By Climate Central
Oceans cover 71 percent of the earth’s surface and have a huge capacity to store heat, playing a critical role in the climate system. In addition to that role, oceans are a complex and rich ecosystem on their own — helping to sustain life on land. But there are many threats to the viability of the oceans. One of them is acidification.
Ocean acidification may not be the first thing that comes to mind when you think about impacts of more CO2 in the atmosphere. But currently, oceans absorb about a quarter of the CO2 humans produce every year. All gases in the atmosphere interact with seawater, but when CO2 mixes with the water, it forms carbonic acid. Increased carbonic acid leads to the depletion of carbonate ions, which are an essential component of minerals vital for building sea shells.
The current rate in acidity change is about 50 times faster than any known historical change, making it difficult for marine life to adapt. Carbonate ions in the ocean become less abundant in a more acidic ocean, making it difficult for shellfish (clams, oysters, mussels) to build shells and skeletons. Additionally, smaller organisms, called plankton, which form the base of the oceanic food web, also have trouble adapting.

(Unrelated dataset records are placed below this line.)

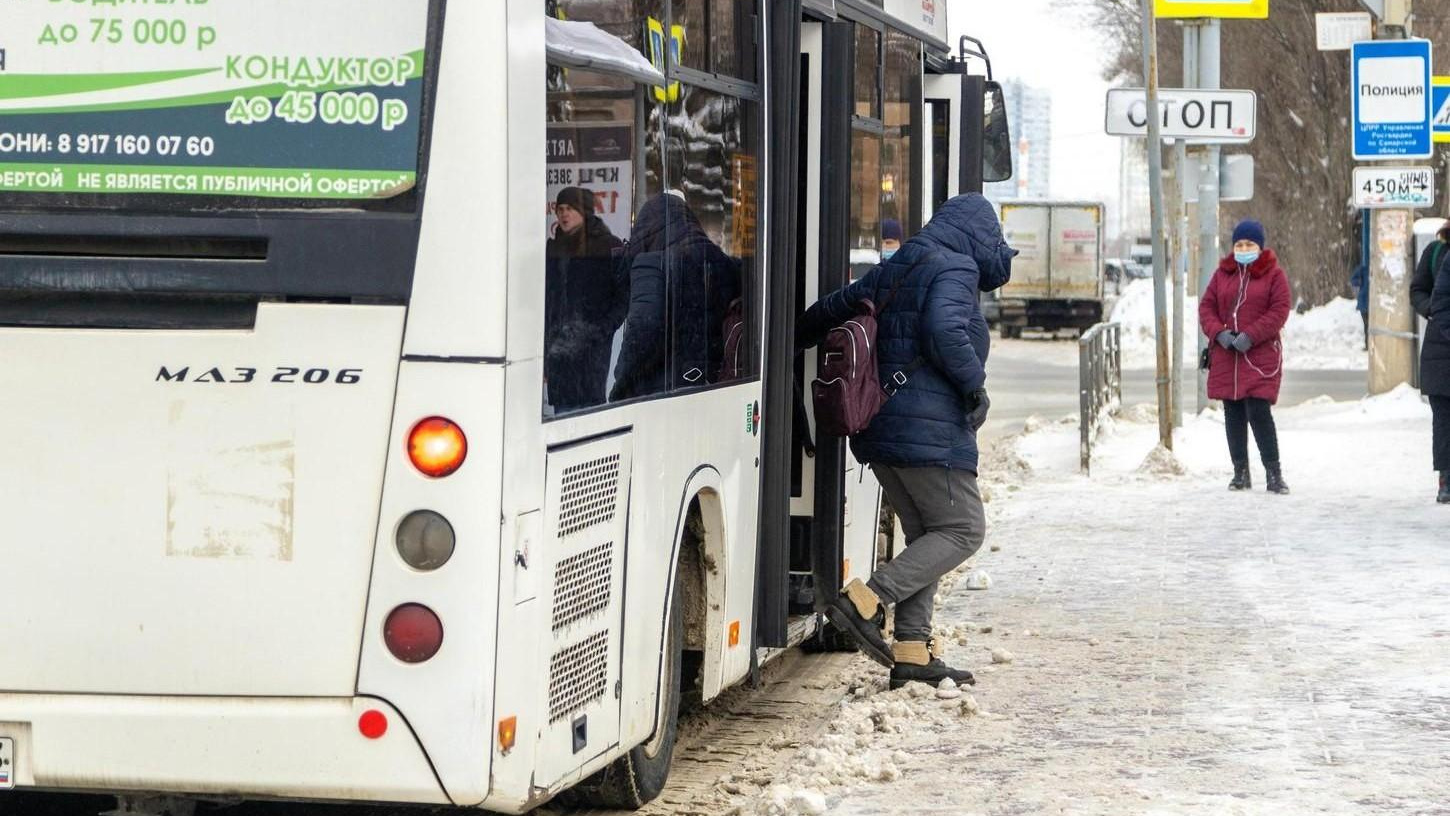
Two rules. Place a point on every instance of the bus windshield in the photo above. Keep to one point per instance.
(213, 103)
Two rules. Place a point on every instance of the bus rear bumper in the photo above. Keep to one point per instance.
(231, 747)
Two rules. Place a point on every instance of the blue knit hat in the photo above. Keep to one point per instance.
(1250, 231)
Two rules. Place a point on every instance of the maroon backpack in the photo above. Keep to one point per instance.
(848, 390)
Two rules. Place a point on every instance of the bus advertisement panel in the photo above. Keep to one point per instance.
(267, 99)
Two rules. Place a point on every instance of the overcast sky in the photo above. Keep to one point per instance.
(1038, 42)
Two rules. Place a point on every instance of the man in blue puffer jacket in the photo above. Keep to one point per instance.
(922, 445)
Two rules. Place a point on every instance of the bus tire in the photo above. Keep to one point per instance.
(638, 777)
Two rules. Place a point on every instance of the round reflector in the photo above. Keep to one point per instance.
(425, 539)
(373, 723)
(412, 632)
(437, 447)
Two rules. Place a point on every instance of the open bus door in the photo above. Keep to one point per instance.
(804, 502)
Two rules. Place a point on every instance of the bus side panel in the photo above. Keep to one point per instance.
(458, 303)
(445, 699)
(863, 505)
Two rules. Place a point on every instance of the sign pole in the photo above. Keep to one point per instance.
(1182, 226)
(1210, 39)
(1391, 318)
(1150, 70)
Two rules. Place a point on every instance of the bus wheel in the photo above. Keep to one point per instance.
(638, 777)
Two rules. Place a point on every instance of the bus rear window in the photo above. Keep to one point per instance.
(199, 103)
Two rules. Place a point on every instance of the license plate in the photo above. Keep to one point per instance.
(6, 763)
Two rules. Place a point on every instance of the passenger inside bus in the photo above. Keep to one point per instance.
(682, 290)
(583, 305)
(891, 238)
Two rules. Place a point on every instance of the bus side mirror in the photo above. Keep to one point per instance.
(996, 136)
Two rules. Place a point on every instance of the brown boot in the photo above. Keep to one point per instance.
(921, 663)
(860, 613)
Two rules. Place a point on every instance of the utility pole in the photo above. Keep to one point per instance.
(1391, 318)
(1150, 70)
(1181, 226)
(1210, 44)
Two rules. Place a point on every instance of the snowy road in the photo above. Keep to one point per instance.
(1162, 647)
(1038, 377)
(1182, 650)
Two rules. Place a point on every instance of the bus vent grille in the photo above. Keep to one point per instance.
(589, 496)
(577, 676)
(582, 584)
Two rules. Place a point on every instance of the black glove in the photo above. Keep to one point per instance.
(978, 416)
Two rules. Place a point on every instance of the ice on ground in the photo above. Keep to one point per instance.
(1327, 338)
(979, 580)
(1218, 631)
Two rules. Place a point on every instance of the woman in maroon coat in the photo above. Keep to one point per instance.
(1243, 310)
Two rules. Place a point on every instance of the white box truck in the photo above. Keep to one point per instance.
(1057, 279)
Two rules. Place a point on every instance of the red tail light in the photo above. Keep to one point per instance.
(437, 447)
(413, 632)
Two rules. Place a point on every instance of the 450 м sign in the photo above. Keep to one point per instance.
(218, 97)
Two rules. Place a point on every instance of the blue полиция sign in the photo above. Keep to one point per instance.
(1392, 99)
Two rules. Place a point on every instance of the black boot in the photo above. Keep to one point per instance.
(1241, 479)
(1275, 479)
(860, 613)
(918, 663)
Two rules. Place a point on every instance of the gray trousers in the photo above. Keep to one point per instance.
(944, 522)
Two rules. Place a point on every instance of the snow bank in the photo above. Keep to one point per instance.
(1314, 436)
(1327, 338)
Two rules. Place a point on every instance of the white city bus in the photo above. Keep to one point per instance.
(399, 399)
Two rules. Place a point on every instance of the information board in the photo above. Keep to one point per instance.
(1391, 99)
(274, 99)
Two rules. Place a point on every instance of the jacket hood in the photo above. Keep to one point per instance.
(663, 221)
(967, 225)
(1266, 263)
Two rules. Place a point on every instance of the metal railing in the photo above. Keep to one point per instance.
(1099, 377)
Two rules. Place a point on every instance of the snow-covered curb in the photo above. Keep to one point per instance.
(1330, 338)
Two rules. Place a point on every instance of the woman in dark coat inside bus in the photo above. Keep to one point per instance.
(1430, 294)
(580, 312)
(1241, 312)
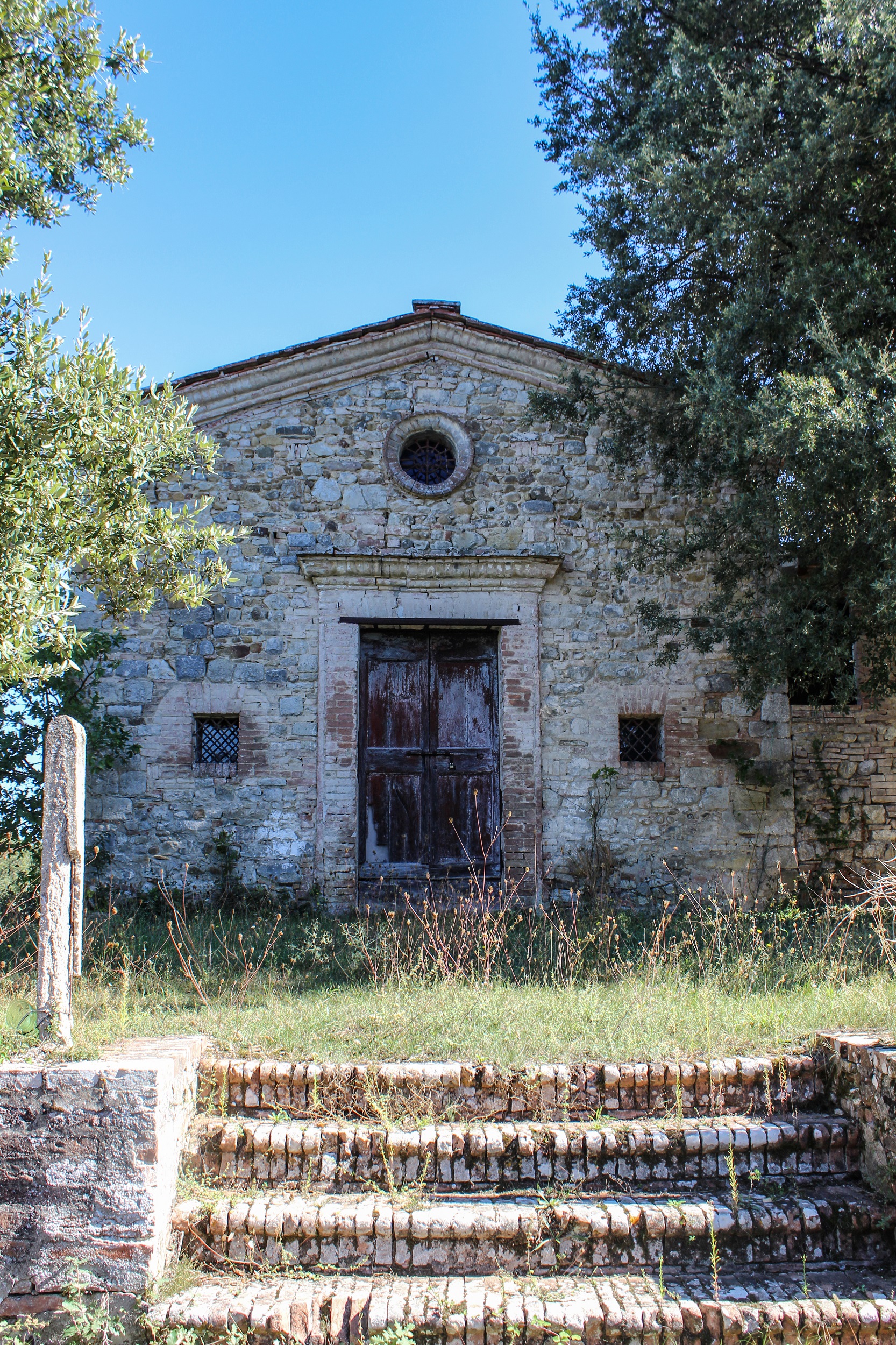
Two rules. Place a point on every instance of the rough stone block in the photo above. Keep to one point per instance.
(190, 668)
(250, 673)
(219, 670)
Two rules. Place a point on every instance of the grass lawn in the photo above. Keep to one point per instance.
(635, 1018)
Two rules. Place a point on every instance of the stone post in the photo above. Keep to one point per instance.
(61, 876)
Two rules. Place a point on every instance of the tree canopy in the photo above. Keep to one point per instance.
(81, 439)
(736, 165)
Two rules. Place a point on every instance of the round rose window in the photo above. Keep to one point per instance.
(430, 454)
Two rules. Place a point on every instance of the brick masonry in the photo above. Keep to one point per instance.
(89, 1164)
(533, 528)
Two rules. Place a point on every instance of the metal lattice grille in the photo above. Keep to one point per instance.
(639, 740)
(217, 740)
(428, 459)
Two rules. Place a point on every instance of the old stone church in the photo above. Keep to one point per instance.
(427, 653)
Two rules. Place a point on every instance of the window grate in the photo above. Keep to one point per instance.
(428, 459)
(639, 740)
(217, 740)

In a cascading effect, this will alter ecosystems in a way that could threaten seafood staples around the world. More than 1 billion people rely on oceans for food, and the jobs and economies in coastal communities in the U.S. depend on fish and shellfish. A report from the Convention for Biological Diversity estimates ocean acidification will cost the global economy $1 trillion annually by 2100.
Corals are threatened in a similar way. With less calcium carbonate available in a more acidic ocean, it hinders the ability for corals to maintain their reefs, which are important habitats for other marine organisms and provide some coastal protection from storms. Some research suggests that by the end of the century, reefs may erode faster than they can be rebuilt.